正確な測定は、すべての産業プロセスやシステムの基本要素であり、高品質の製品やサービスを提供するためには欠かすことができません。計測器に関して言うと、定期的に校正を行うことが、電気あるいは電子機器や設備の監視、測定、試験に使用する機器の信頼性を確認する唯一の手段です。

校正は、測定値を既知の基準値と比較するプロセスです。国内及び国際規格に対する校正の有効なトレーサビリティは、承認プロセスや『ISO 9001:2015 品質マネジメントシステム - 要求事項』や『ISO 9002:2016 品質マネジメントシステム - ISO 9001:2015の適用に関する指針』などの品質規格との親和性を確保するために重要です。

また、トレーサビリティは、ある機器がどの国家規格や国際規格に照らしたものかを表明するものです。計測機器は、国際規格や国内規格が頂点にある一種のヒエラルキーを形成しています。

トレーサビリティの確立

校正ラボラトリは、自身の測定標準と測定器の国際単位系[SI]に対するトレーサビリティを、一次標準にリンクする校正、または比較の切れ目のない連鎖によって確立する必要があります。測定のトレーサビリティは、SI 単位に厳密には基づかないけれども、比率または定義によって導出できて 、すべての使用者が合意したコンセンサス規格に対しても確立することができます。

ISO 9001 や ISO 9002 の品質マネジメントシステムと適合するためには、測定値が国家規格に対してトレーサブルでなければならない場合があり、またこれらの測定の不確かさについて、すべてのプロセスが制御下にあり、指定された要求事項内で製品が機能し適合することが保証できるというレベルで知る必要があります。

校正証明書は、企業が宣言した品質保証レベルに裏付けを与えるために、機器の適切な校正を実施していることを証明するものです。

校正に測定不確かさが記載されていなければ、完全とは言えません。『ISO/IEC 17025:2017 試験所及び校正機関の能力に関する一般要求事項』は、国際的に合意された方法によって算出された測定不確かさを全ての校正証明書に示さなければならないとしています。また、証明書には国家規格に対するトレーサビリティを示すとともに、使用した試験、試験した製品、採用した試験方法の表示も必要です。

ISO/IEC 17025は、試験及び/又は校正を実施する能力に関する一般要求事項を規定し、標準的な方法、標準的でない方法、及びラボラトリが開発した方法を用いて実施する試験及び校正を対象としています。ISO/IEC 17025は、試験及び/又は校正を実施するすべての組織に適用でき、これには例えば、第一者、第二者及び第三者ラボラトリ,並びに試験及び/又は校正が検査及び製品認証の一部を形成するラボラトリが含まれます。

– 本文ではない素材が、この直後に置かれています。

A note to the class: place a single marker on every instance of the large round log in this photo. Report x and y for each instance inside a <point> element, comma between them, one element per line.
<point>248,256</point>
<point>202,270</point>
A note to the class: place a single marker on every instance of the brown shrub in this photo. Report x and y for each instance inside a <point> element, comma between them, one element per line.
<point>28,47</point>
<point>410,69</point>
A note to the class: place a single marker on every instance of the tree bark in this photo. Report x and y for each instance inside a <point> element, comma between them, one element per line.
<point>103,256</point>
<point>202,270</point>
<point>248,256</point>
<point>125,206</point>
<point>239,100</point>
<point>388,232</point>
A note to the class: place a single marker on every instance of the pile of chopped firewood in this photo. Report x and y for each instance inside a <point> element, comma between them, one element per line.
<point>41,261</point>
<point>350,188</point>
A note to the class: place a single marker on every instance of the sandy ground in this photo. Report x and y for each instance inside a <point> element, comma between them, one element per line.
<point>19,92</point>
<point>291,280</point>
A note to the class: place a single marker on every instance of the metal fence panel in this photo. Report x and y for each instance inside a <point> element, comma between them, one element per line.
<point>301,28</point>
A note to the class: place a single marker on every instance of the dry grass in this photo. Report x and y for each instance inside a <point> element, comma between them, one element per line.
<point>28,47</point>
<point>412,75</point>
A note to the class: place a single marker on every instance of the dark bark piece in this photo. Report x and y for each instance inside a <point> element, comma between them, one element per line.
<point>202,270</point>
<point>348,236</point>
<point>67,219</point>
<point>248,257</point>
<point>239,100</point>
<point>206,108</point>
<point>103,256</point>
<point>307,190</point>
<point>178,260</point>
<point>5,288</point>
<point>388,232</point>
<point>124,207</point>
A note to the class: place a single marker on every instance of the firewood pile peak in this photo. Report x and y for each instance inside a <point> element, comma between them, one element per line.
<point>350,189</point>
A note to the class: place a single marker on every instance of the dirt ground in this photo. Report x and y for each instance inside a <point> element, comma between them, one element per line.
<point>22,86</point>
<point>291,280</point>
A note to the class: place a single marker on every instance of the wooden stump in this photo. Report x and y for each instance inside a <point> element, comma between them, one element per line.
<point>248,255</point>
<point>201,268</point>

英国では、UKASが校正及び試験ラボラトリの認定を行うことを政府によって認められた国家機関です。UKAS認定校正機関が発行する証明書にはUKASのロゴが表示され、国家標準へのトレーサビリティがあるものとして審査員に認められます。

しかし、製造者の仕様に対する校正で十分な場合は、UKASから正式に認定を受けていない「非UKAS認定」ラボラトリであっても、ISO/IEC 17025の要求事項を満たしているラボラトリであれば校正を実施することができます。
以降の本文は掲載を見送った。